Awhile ago, I stumbled upon a Facebook meme quoting author Leviak B. Kelly:
“… [W]icked people reveal themselves in words first. To inhibit speech would inhibit us seeing the wicked before they act.” As a blogger and an ex-media worker, the quote strongly resonated with me. For some reason, the quote brought to mind a pithy saying by former Vice-President Hubert H. Humphrey. “The right to be heard does not automatically include the right to be taken seriously.”
Just as many terrible ideas have been revealed by their advocates, so have some positive, constructive ideas been brought to the public domain by their advocates. Truly free speech is the hallmark of a society that honestly values freedom.
When I first became a broadcaster there was an intelligent, wise regulatory principle enshrined in rules set forth by the United States Federal Communications Commission (FCC). As the public service director, it was a rule that I took to heart as part of my personal and professional mission statement. The “Fairness Doctrine” was an enforceable set of rules and guidelines that was misunderstood and disliked by many people, especially broadcast station owners.
What the Fairness Doctrine mainly did, was to proactively enforce freedom of speech. On the surface, the idea of enforcing freedom of speech seems not only absurd, but limiting to the freedoms of radio and television station owners. In practice, it was a beautifully crafted regulation that served the public quite well and equitably.
One must remember the state of electronic media during the years before the Internet. Radio and television stations, then (and now) relied upon the use of the publicly owned broadcast bandwidth for the dissemination of entertainment, information, and editorializing.
Here is where broadcasting differs from the print media of newspapers, magazines, and broadsides. A print journalist has the option of privately owning a printing press, ink, and paper. He or she then can sell or give this privately owned inked paper to the public. Since there is no limit to the number of private individuals who can purchase printing technology and paper, there is no theoretical need to worry about the expression of opposing views in the public sphere. (The same can be said about today’s Internet.)
On the other hand, broadcasting uses an extremely scarce resource, radio frequency bandwidth. In addition, that bandwidth is the property of the general public (public domain). There are only a limited amount of dial positions that can be assigned to anybody. The physical properties of electronic, over the air transmission of signals, requires certain spacing of channels to avoid interference within so many hundreds of miles. A regulatory body is needed to not only assign a channel to a person or an organization, but to assure that the user of that channel serve the public interest by issuing operating licences to use the public domain.

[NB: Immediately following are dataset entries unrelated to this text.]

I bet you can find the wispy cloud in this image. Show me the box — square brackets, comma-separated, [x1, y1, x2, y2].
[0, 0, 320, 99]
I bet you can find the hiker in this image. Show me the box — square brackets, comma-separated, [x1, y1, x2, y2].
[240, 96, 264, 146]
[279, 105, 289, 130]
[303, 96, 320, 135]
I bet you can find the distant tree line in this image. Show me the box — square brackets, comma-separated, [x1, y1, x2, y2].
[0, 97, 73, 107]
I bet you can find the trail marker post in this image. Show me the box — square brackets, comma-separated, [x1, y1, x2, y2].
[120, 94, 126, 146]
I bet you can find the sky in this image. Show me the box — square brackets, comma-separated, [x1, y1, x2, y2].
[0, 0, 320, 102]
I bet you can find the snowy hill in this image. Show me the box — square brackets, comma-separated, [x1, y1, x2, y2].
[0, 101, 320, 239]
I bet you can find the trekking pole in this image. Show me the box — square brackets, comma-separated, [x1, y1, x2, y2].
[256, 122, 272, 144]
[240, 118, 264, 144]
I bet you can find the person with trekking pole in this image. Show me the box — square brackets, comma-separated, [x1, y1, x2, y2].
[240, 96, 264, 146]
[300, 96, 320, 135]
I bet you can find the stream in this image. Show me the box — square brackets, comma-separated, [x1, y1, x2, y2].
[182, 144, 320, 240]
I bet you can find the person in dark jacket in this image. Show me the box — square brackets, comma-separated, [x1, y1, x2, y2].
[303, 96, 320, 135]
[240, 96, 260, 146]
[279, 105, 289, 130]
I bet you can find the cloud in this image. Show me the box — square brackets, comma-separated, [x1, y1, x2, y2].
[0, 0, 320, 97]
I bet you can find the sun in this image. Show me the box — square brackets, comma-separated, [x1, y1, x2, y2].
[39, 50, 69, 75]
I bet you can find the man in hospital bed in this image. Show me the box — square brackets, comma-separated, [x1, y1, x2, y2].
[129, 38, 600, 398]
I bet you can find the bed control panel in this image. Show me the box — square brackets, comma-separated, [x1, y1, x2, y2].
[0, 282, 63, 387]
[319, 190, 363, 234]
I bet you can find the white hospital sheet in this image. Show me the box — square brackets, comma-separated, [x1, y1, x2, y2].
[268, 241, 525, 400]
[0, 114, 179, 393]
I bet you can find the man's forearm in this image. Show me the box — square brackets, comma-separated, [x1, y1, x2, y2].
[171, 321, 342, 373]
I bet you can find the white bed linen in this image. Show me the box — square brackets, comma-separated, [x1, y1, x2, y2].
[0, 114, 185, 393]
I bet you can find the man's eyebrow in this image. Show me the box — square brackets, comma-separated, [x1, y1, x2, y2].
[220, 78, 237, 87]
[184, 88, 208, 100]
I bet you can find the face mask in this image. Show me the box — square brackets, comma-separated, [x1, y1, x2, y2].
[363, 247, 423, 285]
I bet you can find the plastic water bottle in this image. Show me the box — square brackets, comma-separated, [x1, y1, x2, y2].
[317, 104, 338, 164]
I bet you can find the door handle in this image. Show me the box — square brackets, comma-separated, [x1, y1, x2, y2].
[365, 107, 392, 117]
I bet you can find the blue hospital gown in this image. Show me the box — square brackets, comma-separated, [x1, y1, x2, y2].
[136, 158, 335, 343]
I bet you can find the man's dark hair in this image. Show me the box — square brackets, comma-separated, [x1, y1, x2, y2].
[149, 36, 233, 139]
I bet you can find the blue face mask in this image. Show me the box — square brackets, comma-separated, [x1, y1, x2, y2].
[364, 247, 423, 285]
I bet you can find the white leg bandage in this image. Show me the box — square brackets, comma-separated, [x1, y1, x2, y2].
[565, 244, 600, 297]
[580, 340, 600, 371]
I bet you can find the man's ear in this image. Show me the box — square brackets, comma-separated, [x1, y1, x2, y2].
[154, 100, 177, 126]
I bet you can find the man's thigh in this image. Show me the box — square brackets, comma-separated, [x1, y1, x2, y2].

What usually happened was that wealthy, powerful people obtained broadcast licenses. Due to the fact that in most places, only one or two broadcasters could be licensed to operate in a city, broadcasters could and did effectively monopolize public discussion of public ideas and policy.
People who had differing or opposing views did not have any opportunity to share their views in the same manner as station owners enjoyed on publicly owned airwaves. The commissioners of the FCC created the Fairness Doctrine as the most effective and fairest way to address this inequity.
The FCC imposed “affirmative responsibilities on broadcasters to provide coverage of issues of public importance that is adequate and fairly reflects differing viewpoints.” To satisfy this public need, the Fairness Doctrine stated that broadcasters must provide free time for the presentation of opposing views. “The time must be presented free if a paid sponsor is not available and must provide programming on public issues if nobody else seeks to do so.”
It’s easy to see why influential, powerful station owners came to hate the Fairness Doctrine and why they advocated for its demise. Meantime, those of us who sincerely believed in being good public affairs directors, loved the regulation. We could ensure that all sides of a debate could be heard and not worry about losing our jobs by producing content our employers decried. In other words, a good public affairs director made sure the citizens had access to the airwaves they actually owned. It was a win-win situation. Station management had the upper hand regarding public debate, but the general public had the enforceable right to voice their opposition. One can understand why so many of us public service directors and producers were allies of the FCC’s cause.
The set of rules and regulations called on radio and television to not only be mere industries, but to act as servants of the public interest. A cabal of owners challenged the Fairness Doctrine in court, but it always survived court challenges. It wasn’t until special interests were able to appoint commissioners friendly to station owners, in 1987, that the doctrine was abolished by the FCC. Any pretense to public fairness quickly evaporated in the marketplace. Only a few stations made any half-hearted effort to cater to fair public discussion.
Those of us who understood and valued the Fairness Doctrine, advocated for its reinstatement. We only tapered back our efforts once the Internet gained traction. Now, as we are all well aware, there is no shortage of venues for the free expression of public opinion and debate.
The big free speech problem we face now, is the drive by various powerful individuals and institutions to muzzle free speech on the World Wide Web. That is a problem to be dealt with continuously into the forseeable future.